Wiz shaded his eyes and looked ahead, trying to find the easiest route. "I don’t remember it being this bad. On the other hand, I stayed away from this part of town as much as I could."

Danny consulted the crystal device. "It’s over that way, in that big black pile of rubble."

Jerry scanned the horizon. "Which big black pile of rubble?"

"That one," Wiz pointed. "Let’s go."

Another fifteen minutes of hard travel brought them through the shattered black gates of the palace. The going was easier here because there had been just one building set in an extensive courtyard. None of the roof remained and everything had collapsed in on itself, but enough of the walls still stood that you could pick out the general outlines of the floor plan.

"This guy sure had lousy taste," Jerry said, eyeing the remains of a strangely twisted mosaic on a partly standing wall.

"I think some of it’s kind of neat," Danny said as he looked over a doorway shaped like the gaping mouth of a monster. He reached out and stroked the door jamb admiringly.

The door growled and Danny jumped back, landing sprawled on the rubble.

"I told you not to touch stuff," Wiz said.

"Yeah." He consulted the locator to hide his embarrassment. "Uh, what we want is down this way."

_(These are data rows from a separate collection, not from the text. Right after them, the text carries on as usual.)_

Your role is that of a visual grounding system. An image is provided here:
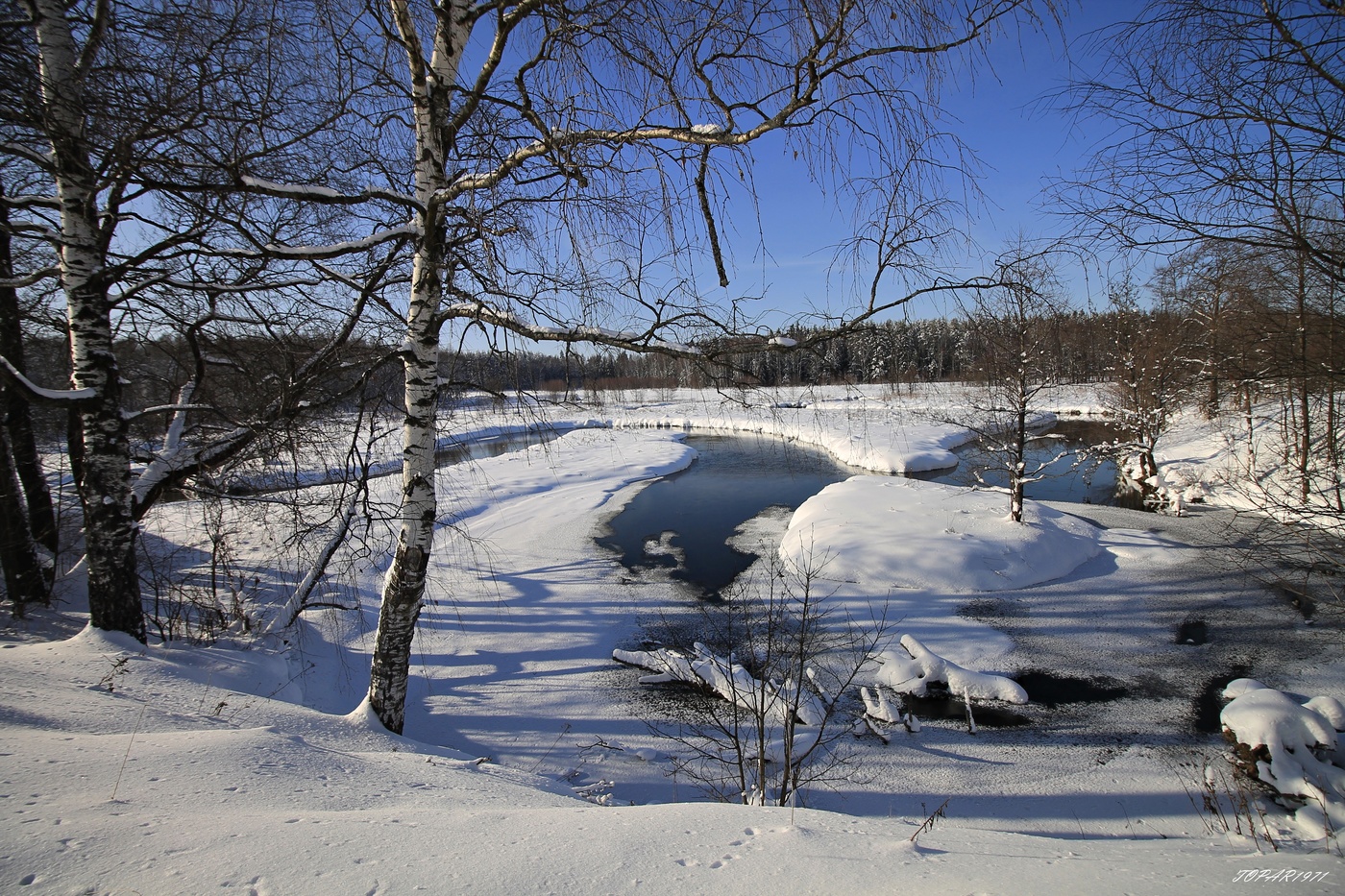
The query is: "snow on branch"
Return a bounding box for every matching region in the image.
[254,224,421,258]
[242,175,420,208]
[0,355,95,405]
[433,124,737,204]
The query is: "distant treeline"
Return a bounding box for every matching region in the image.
[440,312,1115,392]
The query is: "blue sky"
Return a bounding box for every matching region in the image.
[729,0,1143,318]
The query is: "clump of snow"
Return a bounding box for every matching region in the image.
[873,635,1028,704]
[1220,688,1345,839]
[1224,678,1265,699]
[780,476,1100,593]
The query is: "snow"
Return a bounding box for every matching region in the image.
[0,389,1345,893]
[780,476,1100,593]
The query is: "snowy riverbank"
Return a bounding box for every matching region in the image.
[0,381,1345,893]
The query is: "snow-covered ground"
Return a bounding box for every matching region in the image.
[0,389,1345,893]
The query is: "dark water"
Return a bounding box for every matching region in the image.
[907,420,1116,504]
[599,434,862,598]
[599,421,1116,600]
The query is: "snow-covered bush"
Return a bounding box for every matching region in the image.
[612,550,887,806]
[1220,679,1345,839]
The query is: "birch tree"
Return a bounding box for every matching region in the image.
[0,0,404,639]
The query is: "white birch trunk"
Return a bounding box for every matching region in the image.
[369,0,468,733]
[24,0,145,641]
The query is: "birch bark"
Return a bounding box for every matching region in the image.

Another couple of hundred yards and the trio came to an archway that was still mostly standing. Through it they saw five or six searchers hovering around like a patch of smog, pulsing weakly as they sensed their quarry.

"I guess it’s down there," Danny said.

"Great," Wiz said, eyeing the remains of the room. "The debris is only about ten feet deep in there. I don’t suppose you guys brought shovels?"

Jerry looked down at the equipment festooned about him. "No. We’ve got enough stuff here to flatten this place in an eyeblink, but we don’t have anything that will let us move the rubble."

"I could send shovels to you," Moira’s voice said in Wiz’s ear.

Wiz considered. "Let’s try it bare-handed first. Where’s Bale-Zur?"

"The Watchers say it is down by the harbor."

"Moving this way?"

"Not yet. We will let you know."

"Well, come on," Wiz said to his companions. "Maybe the heart is close to the top."

"Maybe pigs will grow wings," Danny said, eyeing the rubble.

"Around this place you never know," Wiz said as he cast the first stone.

As he followed the nurse down the hall, Craig felt like the place was closing in on him. Everything was hushed, like sound didn’t carry here. The lighting was all indirect and the colors were all neutral browns or dark greens. It was like your senses didn’t work right.

He didn’t like hospitals anyway. They reminded him of the time he had spent in corridors, rooms and visitors’ lounges waiting for his mother to die. But even for a hospital this place was spooky. It was visiting hours, but most of the room doors were closed. Only once did he catch a glimpse of someone sitting at a bedside, a dark form outlined in the flickering glow of a TV screen.